The Sun Danced commemorates the event in 1917 when a crowd at the Shrine of Fátima witnessed a vision of the sun changing colour and appearing to dance. It matters not how sceptical you may be about miracles or devotion to the Virgin Mary, whose appearance there, promising the end of World War I, initiated the founding of the shrine. Take the music as you find it, as an expression of the spirituality which runs through MacMillan’s music. If we rejected music on the grounds of disliking its theology, we would never listen to Bach.  An inescapable part of MacMillan’s belief is a wish to overcome the extreme anti-Catholic sectarianism which he has described as ‘Scotland’s shame’. Perhaps for that reason, critical opinion of the work in concert has been variable, with unfavourable comparisons made with his Stabat Mater, also available on a highly regarded recording from The Sixteen on Coro (COR16150).

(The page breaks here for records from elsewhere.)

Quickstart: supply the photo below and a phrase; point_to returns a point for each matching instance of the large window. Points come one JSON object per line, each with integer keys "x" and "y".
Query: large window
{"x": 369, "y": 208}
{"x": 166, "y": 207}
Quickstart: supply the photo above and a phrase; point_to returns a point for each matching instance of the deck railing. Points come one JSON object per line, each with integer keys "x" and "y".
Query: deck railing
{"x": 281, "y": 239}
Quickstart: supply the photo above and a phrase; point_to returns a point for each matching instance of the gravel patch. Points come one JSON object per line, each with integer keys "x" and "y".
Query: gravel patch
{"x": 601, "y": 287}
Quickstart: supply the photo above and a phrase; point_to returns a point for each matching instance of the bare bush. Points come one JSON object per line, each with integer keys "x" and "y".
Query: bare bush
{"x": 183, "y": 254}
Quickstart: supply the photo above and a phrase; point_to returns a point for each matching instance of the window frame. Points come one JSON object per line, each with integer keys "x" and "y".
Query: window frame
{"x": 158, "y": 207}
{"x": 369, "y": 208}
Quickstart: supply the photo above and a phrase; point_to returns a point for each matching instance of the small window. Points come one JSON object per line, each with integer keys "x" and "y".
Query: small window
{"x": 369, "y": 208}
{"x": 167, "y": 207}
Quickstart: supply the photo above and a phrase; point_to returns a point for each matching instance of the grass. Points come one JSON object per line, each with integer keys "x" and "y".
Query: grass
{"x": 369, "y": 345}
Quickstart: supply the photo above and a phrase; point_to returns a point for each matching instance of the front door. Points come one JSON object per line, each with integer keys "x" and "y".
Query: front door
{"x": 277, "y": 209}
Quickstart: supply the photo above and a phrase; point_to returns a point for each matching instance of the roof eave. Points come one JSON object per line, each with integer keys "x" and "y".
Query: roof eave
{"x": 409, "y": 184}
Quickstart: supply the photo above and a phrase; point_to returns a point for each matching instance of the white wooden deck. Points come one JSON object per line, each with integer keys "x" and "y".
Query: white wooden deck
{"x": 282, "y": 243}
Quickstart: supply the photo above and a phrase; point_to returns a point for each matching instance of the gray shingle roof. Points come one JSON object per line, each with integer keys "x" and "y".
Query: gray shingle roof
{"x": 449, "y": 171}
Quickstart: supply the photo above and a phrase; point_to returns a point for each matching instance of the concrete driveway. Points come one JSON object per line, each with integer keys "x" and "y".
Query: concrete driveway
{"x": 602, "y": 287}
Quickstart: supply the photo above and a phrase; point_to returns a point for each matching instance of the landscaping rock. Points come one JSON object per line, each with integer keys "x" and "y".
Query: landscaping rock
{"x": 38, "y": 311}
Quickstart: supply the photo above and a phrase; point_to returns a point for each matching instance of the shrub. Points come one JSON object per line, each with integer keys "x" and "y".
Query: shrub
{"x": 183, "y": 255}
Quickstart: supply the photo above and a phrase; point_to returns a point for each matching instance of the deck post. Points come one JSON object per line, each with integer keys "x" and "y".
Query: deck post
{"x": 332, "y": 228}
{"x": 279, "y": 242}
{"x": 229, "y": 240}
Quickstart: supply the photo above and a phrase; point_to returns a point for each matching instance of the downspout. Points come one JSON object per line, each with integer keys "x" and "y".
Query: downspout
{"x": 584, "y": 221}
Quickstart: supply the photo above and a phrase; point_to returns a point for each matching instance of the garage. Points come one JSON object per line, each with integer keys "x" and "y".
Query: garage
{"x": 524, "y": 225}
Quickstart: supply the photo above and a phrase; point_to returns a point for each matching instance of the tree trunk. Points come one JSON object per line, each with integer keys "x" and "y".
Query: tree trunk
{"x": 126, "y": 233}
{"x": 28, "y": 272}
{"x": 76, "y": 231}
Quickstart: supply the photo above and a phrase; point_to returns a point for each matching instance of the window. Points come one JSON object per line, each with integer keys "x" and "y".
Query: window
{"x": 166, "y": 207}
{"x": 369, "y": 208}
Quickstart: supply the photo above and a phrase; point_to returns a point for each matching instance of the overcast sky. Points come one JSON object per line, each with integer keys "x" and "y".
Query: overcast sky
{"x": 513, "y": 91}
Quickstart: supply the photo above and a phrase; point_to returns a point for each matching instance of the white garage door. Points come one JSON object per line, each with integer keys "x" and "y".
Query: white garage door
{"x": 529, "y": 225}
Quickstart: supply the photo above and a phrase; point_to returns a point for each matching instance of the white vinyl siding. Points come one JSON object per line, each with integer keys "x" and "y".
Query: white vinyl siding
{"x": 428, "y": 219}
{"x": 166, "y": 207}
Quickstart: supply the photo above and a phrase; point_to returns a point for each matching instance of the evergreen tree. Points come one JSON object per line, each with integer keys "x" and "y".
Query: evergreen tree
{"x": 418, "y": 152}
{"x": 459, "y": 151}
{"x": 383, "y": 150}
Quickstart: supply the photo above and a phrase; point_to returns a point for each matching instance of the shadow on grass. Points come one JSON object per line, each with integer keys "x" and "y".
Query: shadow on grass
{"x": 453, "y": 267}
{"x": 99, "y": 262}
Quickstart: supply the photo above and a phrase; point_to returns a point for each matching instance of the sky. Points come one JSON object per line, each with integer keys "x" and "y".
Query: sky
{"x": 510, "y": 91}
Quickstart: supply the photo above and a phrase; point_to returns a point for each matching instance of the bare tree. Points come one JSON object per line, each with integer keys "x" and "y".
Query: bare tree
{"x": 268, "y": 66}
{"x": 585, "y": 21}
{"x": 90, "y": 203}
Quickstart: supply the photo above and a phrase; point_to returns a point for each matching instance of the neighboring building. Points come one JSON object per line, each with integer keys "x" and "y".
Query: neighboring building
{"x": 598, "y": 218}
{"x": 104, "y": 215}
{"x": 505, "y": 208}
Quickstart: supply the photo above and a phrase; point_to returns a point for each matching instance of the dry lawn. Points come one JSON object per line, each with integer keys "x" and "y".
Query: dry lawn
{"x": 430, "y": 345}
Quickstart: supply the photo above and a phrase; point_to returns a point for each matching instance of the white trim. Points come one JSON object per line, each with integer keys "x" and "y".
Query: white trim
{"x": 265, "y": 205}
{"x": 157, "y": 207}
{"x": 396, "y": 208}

John Quinn made the Stabat Mater a Recording of the Month – review – and I was equally impressed in my round-up of Music for Passiontide and Easter in 2017. Admittedly The Sun Danced doesn’t have what I called the searing intensity of Stabat Mater, so I’d recommend hearing and obtaining that recording first, but there’s much to appreciate in the newer work. Even those who are lukewarm about the music cannot deny the excellence of the performance from all concerned.

From the Mariolatry of the first work we turn to a meditation on the nature of the Holy Spirit in the second in the company of the mystic St John of the Cross. We begin with an examination of the words for ‘breath’ in Hebrew, Greek and Latin in a section headed Ruah (Hebrew for wind or breath). In the other two sections MacMillan investigates the words for and qualities of water (Zao) and fire (Igne vel igne) in the same three biblical languages. If, at the end of the work, the Spirit remains the Great Unknown of the title, at least we are wiser than we began – and much wiser than the pupil who once informed me that the Holy Ghost was ‘like a sheet flapping in the wind’.

I have to admit that, as a bit of a language nerd – I’d just been checking out some Sanskrit immediately before listening – I related favourably to these philological investigations, but some may think them too academic. Indeed, the very opening of Ruah sounds like a piece of over-clever avant-garde tinkering, with a quiet evocation of breathing giving way to a wind machine. (The words for ‘wind’, ‘breath’ and ‘spirit’ are identical in all three ancient languages; the Sanskrit word ‘prana’ means all these and more). Indeed, much of the music in this symphony is meditative, but there is plenty of contrast in styles, marking the various influences absorbed by the composer in his music. There’s more than a hint of the influence of renaissance music, especially from Tallis, whose multi-part writing in Spem in alium is echoed here in the arrangement for two choirs in 20 parts. When MacMillan wants to get your attention, he does so in no uncertain manner, but then he surprises us with a passage which seems to be influenced by Gaelic singing.

If Symphony No.5 is, as some have claimed, something of a step backward from No.4, as The Sun Danced is from Stabat Mater, this is music that is still well worth hearing and it comes in performances which are not likely to be bettered. My own response is that it’s clearly quite different from its purely orchestral predecessor, but not necessarily inferior. Incidentally, Hyperion have scheduled a release of Symphony No.4, with the Viola Concerto, for release in late May 2020 (CDA68317). My press preview is downloading even as I write.

Considering how difficult the Barbican acoustic often is for recording, in 24-bit sound this sounds remarkably first-rate. It’s also available, of course, from dealers on CD and from in other formats. All come with a booklet containing some very valuable notes.

If you haven’t yet encountered MacMillan’s Stabat Mater, that should be your first priority, followed, perhaps, by the forthcoming Hyperion Symphony No.4 and Viola Concerto. The new release may not be quite as essential, but it’s well worth obtaining.